Si ces auteurs n’abordent pas le thème de la gastronomie, et ne traitent qu’à la marge celui de l’alimentation, cette analyse du poids croissant de l’optimisation est pertinente pour saisir en quoi ces domaines sont bousculés par celle-ci, en particulier par l’entremise de médias numériques dont l’usage s’est massivement diffusé depuis une vingtaine d’années. Ceux-ci relèvent d’un ensemble fréquemment dénommé « food tech » par les acteurs et observateurs d’un secteur formant un ensemble disparate, constitué à la fois de services (livraison de biens, évaluation de leur qualité), mais aussi d’applis spécifiquement dédiées à l’élaboration et la dégustation de repas.
Ces applications semblent a priori éloignées des composantes du repas gastronomique : démarche artisanale de confection des repas, au moyen de produits du terroir, gestes spécifiques de dégustation, esthétisation de la table ou encore recherche de convivialité. Mais elles viennent peu à peu empiéter sur toutes ces dimensions en encourageant certains comportements. Passons ici en revue quelques cas saillants pour en comprendre les implications.
Parmi la multitude de services qui rentrent dans la nébuleuse food tech, les applications de livraisons forment la partie la plus visible : distribution de plats préparés dans des restaurants (UberEat, Just Eat, Deliveroo), commande de repas « faits maisons par un chef » confectionnés dans des cantines décentralisées (Frichti, Nestor, Freshly, Les Petites Casseroles, Foodchéri), acheminement de « repas en kits » à préparer soi-même (Plated, Chef’D, Blue Apron), approvisionnement de produits frais depuis des fermes locales (Farmigo, Good Eggs, Farmdrop), livraison de courses (Instacart, Amazon Fresh), etc. Le recours croissant à ces différents services correspond à un phénomène classiquement décrit à propos de l’intrusion des technologies de l’information et de la communication, celui dit du « dégroupage » d’activités antérieurement constituées en un tout : se préparer un repas, manger dans un restaurant.

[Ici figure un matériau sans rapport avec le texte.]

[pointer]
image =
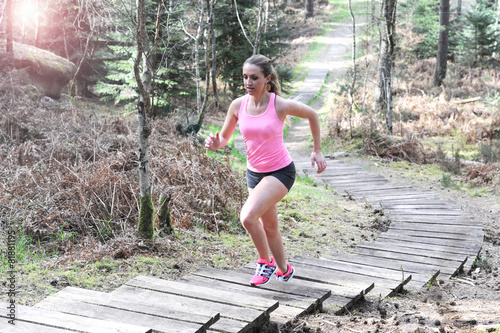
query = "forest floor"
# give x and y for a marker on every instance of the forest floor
(469, 302)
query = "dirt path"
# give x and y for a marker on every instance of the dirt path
(468, 303)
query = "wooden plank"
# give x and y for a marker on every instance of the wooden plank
(290, 306)
(340, 300)
(418, 245)
(438, 228)
(464, 221)
(72, 322)
(423, 205)
(454, 259)
(395, 264)
(26, 327)
(432, 212)
(203, 293)
(243, 278)
(377, 199)
(468, 247)
(232, 317)
(284, 298)
(330, 276)
(398, 194)
(442, 235)
(366, 184)
(411, 258)
(132, 303)
(117, 315)
(355, 180)
(405, 200)
(380, 272)
(384, 188)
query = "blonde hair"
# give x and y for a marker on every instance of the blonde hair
(267, 68)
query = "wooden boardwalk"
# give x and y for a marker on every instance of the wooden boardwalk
(427, 237)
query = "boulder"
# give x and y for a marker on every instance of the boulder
(48, 72)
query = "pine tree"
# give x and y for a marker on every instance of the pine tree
(477, 42)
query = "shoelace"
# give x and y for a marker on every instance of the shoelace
(263, 270)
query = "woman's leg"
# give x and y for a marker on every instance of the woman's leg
(269, 221)
(259, 217)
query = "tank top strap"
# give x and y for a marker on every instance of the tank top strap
(243, 106)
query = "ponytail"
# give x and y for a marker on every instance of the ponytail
(264, 63)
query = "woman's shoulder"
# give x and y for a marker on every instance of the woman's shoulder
(236, 104)
(283, 103)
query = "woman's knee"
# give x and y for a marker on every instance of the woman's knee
(248, 220)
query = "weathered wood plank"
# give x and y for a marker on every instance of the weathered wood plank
(112, 315)
(203, 293)
(432, 212)
(232, 317)
(442, 235)
(27, 327)
(290, 306)
(66, 321)
(464, 220)
(411, 258)
(379, 272)
(243, 278)
(132, 303)
(400, 194)
(382, 188)
(395, 264)
(432, 247)
(330, 276)
(453, 259)
(423, 205)
(469, 247)
(356, 180)
(438, 228)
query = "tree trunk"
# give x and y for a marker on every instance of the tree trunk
(145, 226)
(9, 47)
(164, 216)
(256, 47)
(383, 92)
(309, 8)
(213, 72)
(442, 54)
(353, 83)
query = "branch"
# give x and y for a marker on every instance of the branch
(241, 24)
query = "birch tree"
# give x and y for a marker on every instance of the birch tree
(9, 19)
(442, 54)
(309, 8)
(146, 212)
(383, 89)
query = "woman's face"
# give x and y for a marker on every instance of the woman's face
(254, 80)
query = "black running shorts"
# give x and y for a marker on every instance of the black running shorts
(285, 175)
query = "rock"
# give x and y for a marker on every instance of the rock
(48, 72)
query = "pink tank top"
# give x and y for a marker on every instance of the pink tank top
(263, 135)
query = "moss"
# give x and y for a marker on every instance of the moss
(164, 218)
(146, 213)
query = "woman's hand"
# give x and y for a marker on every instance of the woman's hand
(213, 141)
(318, 159)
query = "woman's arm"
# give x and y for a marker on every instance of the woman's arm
(286, 107)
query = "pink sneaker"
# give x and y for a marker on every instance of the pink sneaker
(263, 272)
(285, 277)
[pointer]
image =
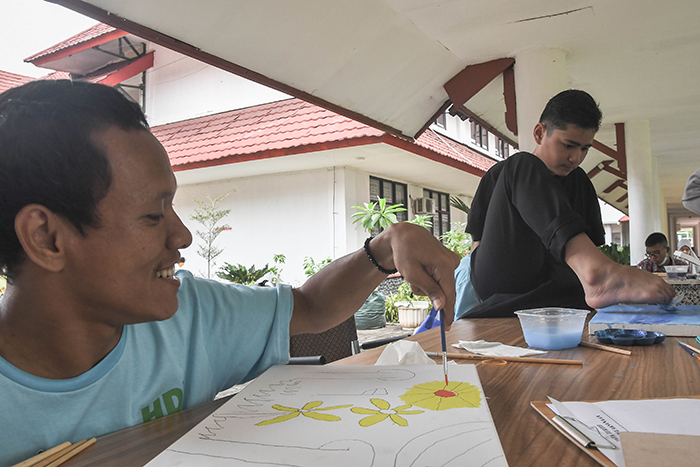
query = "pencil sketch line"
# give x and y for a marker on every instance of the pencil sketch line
(467, 451)
(425, 439)
(380, 374)
(493, 459)
(344, 452)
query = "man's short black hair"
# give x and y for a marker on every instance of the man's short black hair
(48, 155)
(571, 107)
(657, 238)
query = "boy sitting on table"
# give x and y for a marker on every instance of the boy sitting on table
(97, 333)
(535, 223)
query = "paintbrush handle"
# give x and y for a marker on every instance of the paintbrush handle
(555, 361)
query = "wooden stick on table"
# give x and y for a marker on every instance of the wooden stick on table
(57, 455)
(41, 456)
(556, 361)
(605, 347)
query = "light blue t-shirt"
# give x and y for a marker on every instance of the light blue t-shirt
(222, 334)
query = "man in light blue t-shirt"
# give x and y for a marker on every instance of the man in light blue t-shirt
(97, 332)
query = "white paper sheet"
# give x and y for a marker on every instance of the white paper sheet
(666, 416)
(352, 416)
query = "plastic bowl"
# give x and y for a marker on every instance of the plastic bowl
(676, 271)
(552, 328)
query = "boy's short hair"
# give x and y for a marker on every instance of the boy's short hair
(48, 155)
(571, 107)
(657, 238)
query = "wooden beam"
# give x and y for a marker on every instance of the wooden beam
(465, 84)
(465, 113)
(509, 98)
(619, 154)
(171, 43)
(616, 184)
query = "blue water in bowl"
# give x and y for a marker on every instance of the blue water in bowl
(552, 337)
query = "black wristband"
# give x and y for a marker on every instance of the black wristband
(374, 261)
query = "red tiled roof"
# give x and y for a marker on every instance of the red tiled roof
(292, 126)
(97, 34)
(11, 80)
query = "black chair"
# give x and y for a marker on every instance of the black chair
(336, 343)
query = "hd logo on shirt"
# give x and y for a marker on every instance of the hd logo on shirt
(171, 400)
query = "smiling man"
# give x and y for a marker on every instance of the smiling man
(97, 332)
(535, 222)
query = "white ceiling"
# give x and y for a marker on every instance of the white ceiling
(387, 60)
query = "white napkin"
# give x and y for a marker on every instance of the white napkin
(404, 353)
(495, 349)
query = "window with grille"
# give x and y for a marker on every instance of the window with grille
(502, 149)
(441, 218)
(441, 121)
(393, 192)
(480, 136)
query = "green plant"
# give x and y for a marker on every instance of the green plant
(457, 239)
(209, 215)
(377, 215)
(619, 254)
(457, 203)
(240, 274)
(403, 294)
(276, 270)
(423, 221)
(311, 267)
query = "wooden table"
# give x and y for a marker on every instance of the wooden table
(661, 370)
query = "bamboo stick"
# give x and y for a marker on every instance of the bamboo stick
(606, 348)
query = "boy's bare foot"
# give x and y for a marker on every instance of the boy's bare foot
(607, 283)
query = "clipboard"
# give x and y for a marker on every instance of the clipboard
(548, 414)
(542, 408)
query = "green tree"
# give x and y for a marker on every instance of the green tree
(240, 274)
(311, 267)
(209, 215)
(377, 215)
(457, 239)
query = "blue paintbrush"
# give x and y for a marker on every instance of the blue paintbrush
(444, 344)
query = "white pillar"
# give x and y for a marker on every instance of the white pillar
(642, 186)
(539, 75)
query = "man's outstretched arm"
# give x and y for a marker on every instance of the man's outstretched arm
(338, 290)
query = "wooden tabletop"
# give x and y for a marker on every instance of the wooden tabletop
(660, 370)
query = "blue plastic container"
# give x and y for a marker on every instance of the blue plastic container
(552, 328)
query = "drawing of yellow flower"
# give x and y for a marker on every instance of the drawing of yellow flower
(437, 396)
(385, 411)
(309, 410)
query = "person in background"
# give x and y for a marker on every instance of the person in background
(657, 254)
(535, 222)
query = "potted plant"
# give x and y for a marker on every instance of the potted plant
(411, 309)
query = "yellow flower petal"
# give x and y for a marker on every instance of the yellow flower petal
(369, 421)
(424, 395)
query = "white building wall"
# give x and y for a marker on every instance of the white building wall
(296, 214)
(180, 88)
(301, 225)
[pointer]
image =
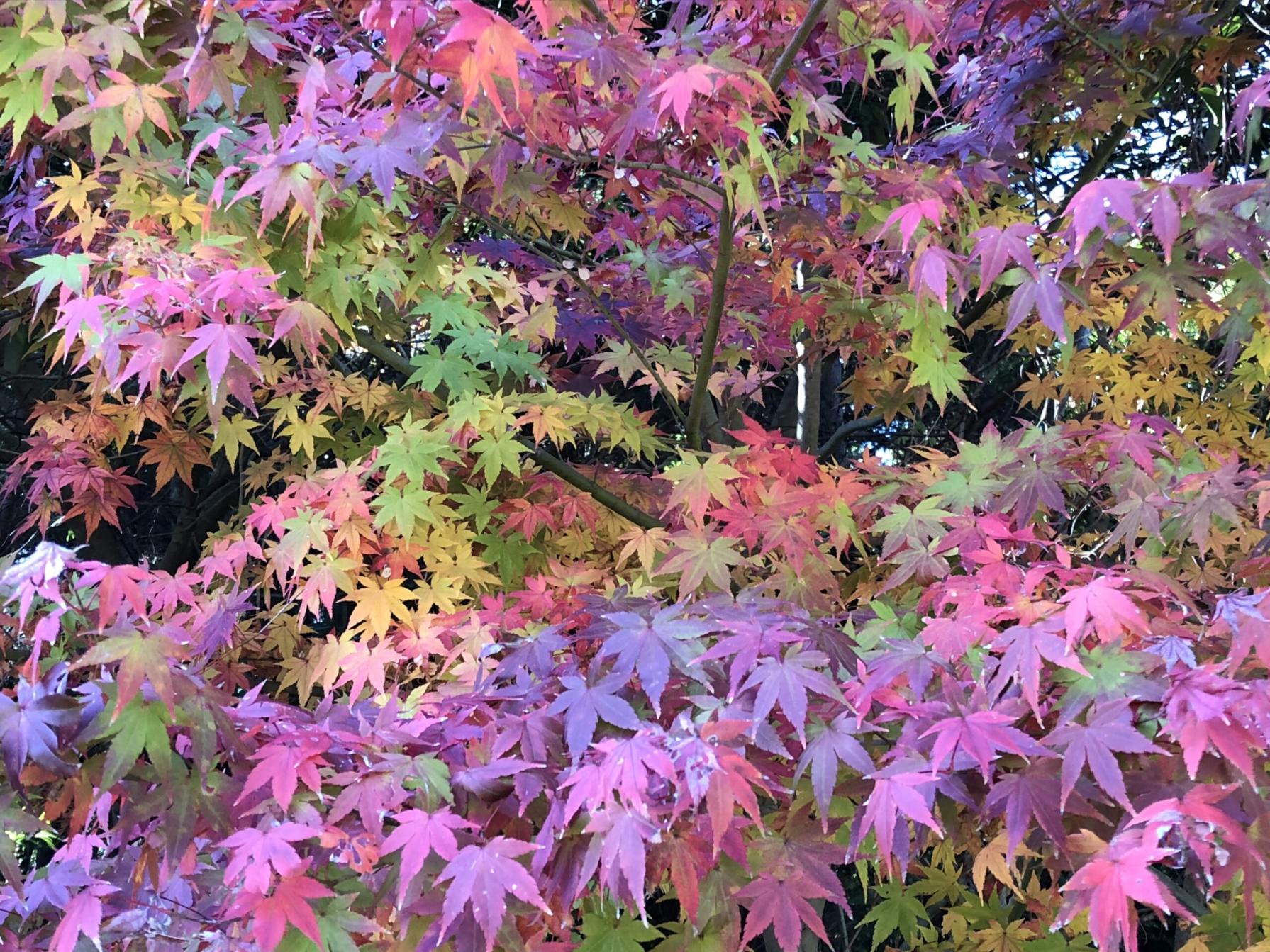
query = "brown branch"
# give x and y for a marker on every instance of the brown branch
(714, 316)
(559, 467)
(1095, 164)
(560, 154)
(804, 30)
(550, 252)
(864, 423)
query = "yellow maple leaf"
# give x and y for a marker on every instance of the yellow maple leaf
(377, 602)
(301, 433)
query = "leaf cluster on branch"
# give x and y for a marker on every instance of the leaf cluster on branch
(628, 476)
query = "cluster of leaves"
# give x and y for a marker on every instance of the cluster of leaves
(496, 602)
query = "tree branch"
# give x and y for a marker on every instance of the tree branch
(864, 423)
(1095, 164)
(804, 30)
(559, 467)
(552, 253)
(714, 316)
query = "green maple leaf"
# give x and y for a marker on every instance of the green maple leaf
(140, 658)
(939, 369)
(477, 505)
(413, 449)
(1113, 674)
(141, 727)
(897, 912)
(510, 554)
(449, 367)
(962, 491)
(498, 454)
(605, 934)
(54, 271)
(404, 507)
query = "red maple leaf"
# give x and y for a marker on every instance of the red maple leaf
(418, 834)
(1110, 884)
(286, 905)
(784, 905)
(483, 878)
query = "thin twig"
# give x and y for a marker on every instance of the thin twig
(552, 464)
(804, 30)
(864, 423)
(555, 255)
(714, 316)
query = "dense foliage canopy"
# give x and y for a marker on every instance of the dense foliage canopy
(624, 475)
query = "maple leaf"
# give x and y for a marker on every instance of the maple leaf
(417, 836)
(1093, 205)
(786, 681)
(496, 47)
(645, 646)
(377, 602)
(676, 91)
(287, 905)
(141, 658)
(981, 735)
(584, 705)
(698, 483)
(220, 342)
(174, 452)
(910, 216)
(997, 247)
(1032, 794)
(1202, 711)
(831, 746)
(619, 842)
(284, 763)
(231, 435)
(1042, 295)
(301, 435)
(80, 915)
(483, 876)
(897, 793)
(1108, 730)
(1101, 602)
(784, 905)
(1023, 649)
(601, 934)
(894, 910)
(1110, 884)
(257, 851)
(366, 663)
(700, 555)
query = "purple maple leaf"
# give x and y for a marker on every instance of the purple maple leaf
(586, 705)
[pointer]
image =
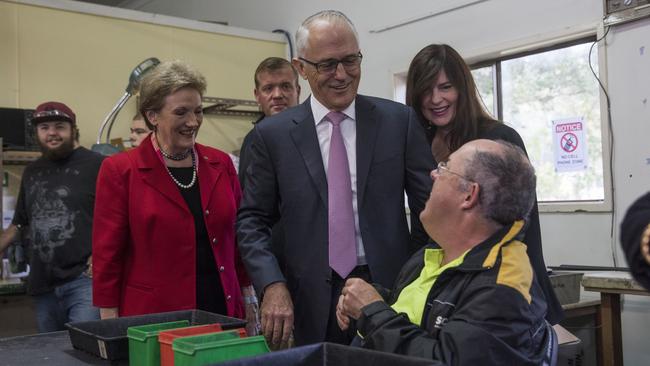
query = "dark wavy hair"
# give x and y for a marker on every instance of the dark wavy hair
(470, 117)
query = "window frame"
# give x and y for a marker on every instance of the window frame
(604, 205)
(567, 206)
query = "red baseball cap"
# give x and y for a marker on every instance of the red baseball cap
(53, 111)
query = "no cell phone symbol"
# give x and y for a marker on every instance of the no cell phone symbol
(569, 142)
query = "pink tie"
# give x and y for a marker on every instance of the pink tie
(342, 240)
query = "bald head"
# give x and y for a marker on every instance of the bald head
(326, 19)
(506, 177)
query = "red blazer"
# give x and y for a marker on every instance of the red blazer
(144, 250)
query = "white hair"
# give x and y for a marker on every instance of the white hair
(329, 16)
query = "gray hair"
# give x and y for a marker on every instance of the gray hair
(164, 80)
(329, 16)
(507, 181)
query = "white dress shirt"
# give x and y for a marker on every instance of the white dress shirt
(349, 132)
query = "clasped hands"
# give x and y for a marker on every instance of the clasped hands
(356, 294)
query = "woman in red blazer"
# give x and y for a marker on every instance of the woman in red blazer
(163, 229)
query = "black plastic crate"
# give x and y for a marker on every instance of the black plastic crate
(107, 338)
(330, 354)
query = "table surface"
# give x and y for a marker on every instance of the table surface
(615, 280)
(45, 349)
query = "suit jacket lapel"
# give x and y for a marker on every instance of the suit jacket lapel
(367, 128)
(210, 171)
(154, 173)
(306, 140)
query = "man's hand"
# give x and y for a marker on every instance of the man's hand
(356, 294)
(342, 319)
(89, 267)
(108, 313)
(277, 315)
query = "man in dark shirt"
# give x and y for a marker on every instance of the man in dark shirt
(55, 207)
(276, 89)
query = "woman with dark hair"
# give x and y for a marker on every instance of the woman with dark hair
(441, 89)
(164, 221)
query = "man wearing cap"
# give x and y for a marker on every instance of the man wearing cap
(55, 209)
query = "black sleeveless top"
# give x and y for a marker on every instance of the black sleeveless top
(209, 292)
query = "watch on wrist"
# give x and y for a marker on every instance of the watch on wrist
(250, 300)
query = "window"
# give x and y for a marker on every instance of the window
(532, 90)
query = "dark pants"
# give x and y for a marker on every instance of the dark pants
(334, 333)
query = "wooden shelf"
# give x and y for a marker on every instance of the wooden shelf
(231, 107)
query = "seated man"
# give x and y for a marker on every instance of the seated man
(635, 239)
(475, 300)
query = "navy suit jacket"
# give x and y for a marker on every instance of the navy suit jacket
(286, 182)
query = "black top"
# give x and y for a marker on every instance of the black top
(209, 292)
(533, 235)
(634, 224)
(55, 204)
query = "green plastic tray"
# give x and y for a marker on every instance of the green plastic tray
(144, 349)
(213, 348)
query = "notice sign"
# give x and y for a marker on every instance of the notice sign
(570, 145)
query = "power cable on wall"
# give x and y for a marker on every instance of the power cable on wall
(611, 145)
(288, 36)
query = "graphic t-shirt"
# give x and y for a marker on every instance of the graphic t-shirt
(55, 207)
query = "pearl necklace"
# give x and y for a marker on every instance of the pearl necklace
(190, 184)
(175, 157)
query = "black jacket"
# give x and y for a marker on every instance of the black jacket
(635, 222)
(533, 233)
(487, 311)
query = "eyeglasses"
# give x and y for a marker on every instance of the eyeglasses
(350, 63)
(442, 166)
(51, 113)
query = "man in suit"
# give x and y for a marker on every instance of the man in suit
(333, 171)
(276, 89)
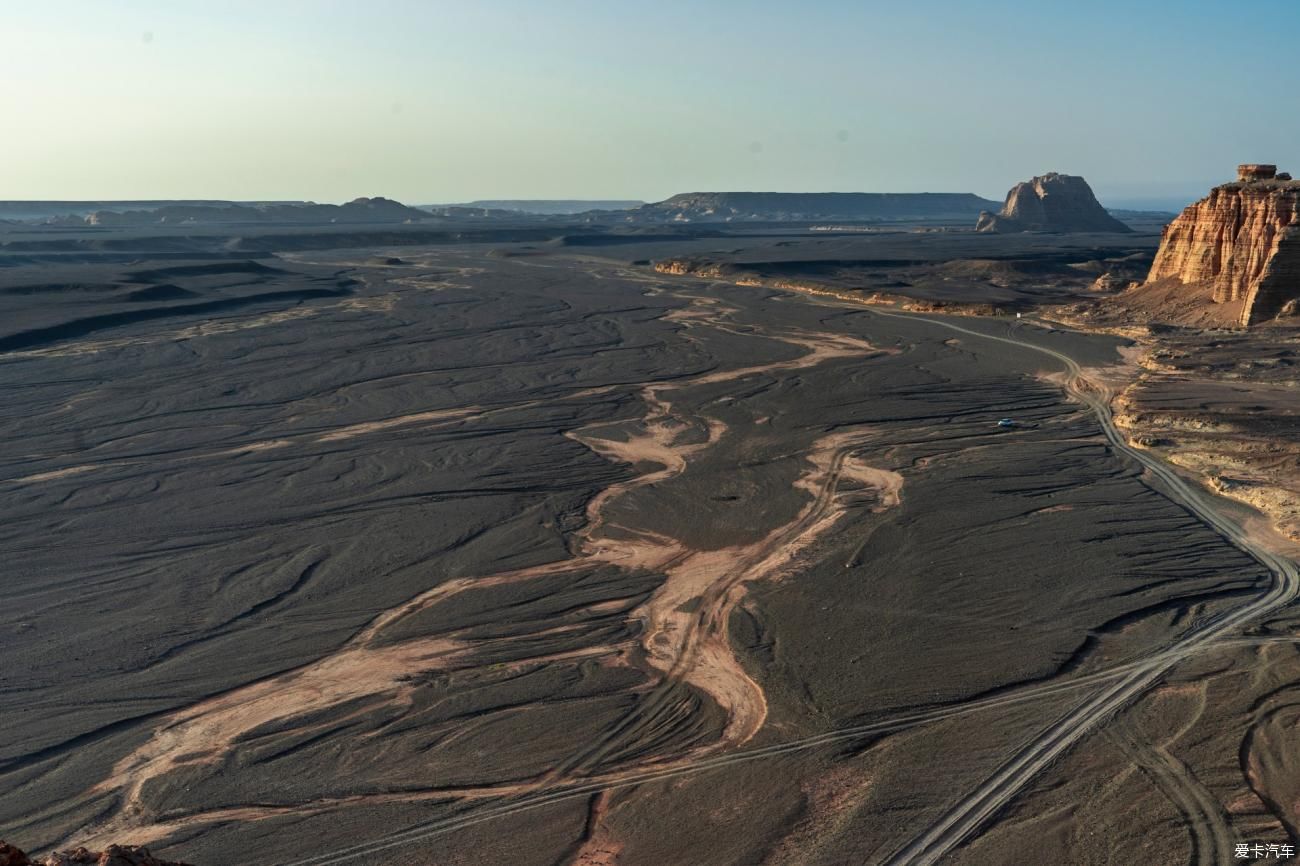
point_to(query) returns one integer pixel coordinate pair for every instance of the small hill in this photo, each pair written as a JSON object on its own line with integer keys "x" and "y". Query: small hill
{"x": 1051, "y": 203}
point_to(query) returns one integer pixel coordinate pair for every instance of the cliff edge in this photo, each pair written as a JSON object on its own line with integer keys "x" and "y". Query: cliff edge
{"x": 1240, "y": 245}
{"x": 1051, "y": 203}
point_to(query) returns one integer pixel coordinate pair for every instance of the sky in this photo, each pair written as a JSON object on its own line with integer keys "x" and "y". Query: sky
{"x": 433, "y": 102}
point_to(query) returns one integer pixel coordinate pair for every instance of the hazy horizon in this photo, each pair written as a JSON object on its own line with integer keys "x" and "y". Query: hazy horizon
{"x": 433, "y": 103}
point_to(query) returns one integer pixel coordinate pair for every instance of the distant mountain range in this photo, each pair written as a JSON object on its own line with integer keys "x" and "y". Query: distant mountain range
{"x": 377, "y": 209}
{"x": 687, "y": 207}
{"x": 784, "y": 207}
{"x": 542, "y": 207}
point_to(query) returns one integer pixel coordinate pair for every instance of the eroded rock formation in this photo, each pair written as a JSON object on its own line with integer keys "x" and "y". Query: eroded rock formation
{"x": 1051, "y": 203}
{"x": 111, "y": 856}
{"x": 1242, "y": 242}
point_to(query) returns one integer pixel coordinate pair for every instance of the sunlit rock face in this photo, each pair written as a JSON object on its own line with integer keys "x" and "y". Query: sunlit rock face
{"x": 1242, "y": 241}
{"x": 1051, "y": 203}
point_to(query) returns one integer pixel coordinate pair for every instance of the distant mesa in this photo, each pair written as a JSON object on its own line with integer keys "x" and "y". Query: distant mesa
{"x": 794, "y": 207}
{"x": 1239, "y": 247}
{"x": 542, "y": 207}
{"x": 364, "y": 209}
{"x": 1051, "y": 203}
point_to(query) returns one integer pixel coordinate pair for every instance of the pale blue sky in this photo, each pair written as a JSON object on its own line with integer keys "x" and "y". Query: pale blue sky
{"x": 442, "y": 102}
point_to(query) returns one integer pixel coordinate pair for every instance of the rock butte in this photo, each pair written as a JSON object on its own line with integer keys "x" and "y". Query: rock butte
{"x": 1051, "y": 203}
{"x": 1242, "y": 242}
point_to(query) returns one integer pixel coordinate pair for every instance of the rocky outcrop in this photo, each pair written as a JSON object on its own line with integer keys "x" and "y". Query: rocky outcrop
{"x": 1051, "y": 203}
{"x": 111, "y": 856}
{"x": 1242, "y": 242}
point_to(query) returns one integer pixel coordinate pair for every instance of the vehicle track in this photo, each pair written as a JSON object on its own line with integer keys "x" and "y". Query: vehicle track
{"x": 1106, "y": 691}
{"x": 969, "y": 814}
{"x": 1204, "y": 815}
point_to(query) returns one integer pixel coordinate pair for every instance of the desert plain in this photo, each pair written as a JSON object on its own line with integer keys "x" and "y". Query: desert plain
{"x": 586, "y": 546}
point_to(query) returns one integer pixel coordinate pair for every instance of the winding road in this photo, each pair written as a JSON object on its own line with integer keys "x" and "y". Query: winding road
{"x": 1104, "y": 693}
{"x": 997, "y": 791}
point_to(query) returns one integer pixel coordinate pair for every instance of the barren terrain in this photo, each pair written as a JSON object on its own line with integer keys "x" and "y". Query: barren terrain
{"x": 343, "y": 549}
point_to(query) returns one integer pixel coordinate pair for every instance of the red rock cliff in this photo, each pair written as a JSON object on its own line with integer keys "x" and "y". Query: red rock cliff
{"x": 1242, "y": 241}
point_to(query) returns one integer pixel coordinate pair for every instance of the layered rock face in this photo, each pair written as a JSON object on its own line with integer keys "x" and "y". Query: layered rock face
{"x": 1242, "y": 242}
{"x": 1051, "y": 203}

Si tous ces services ne s’appliquent pas stricto sensu à la haute cuisine, ils concernent en partie la gastronomie, puisque les ingrédients commandés peuvent servir à réaliser des recettes plus élaborées que celles du quotidien, que certains plats peuvent effectivement se révéler aussi sophistiqués que succulents, et surtout que pour l’observateur hors de France, ils relèvent de manières de faire à la Française. Vue de pays voisins, l’offre de repas « faits maisons par un chef » avec apéritif, entrée, plat et dessert apparaît en effet comme une spécificité et un ordonnancement typiques.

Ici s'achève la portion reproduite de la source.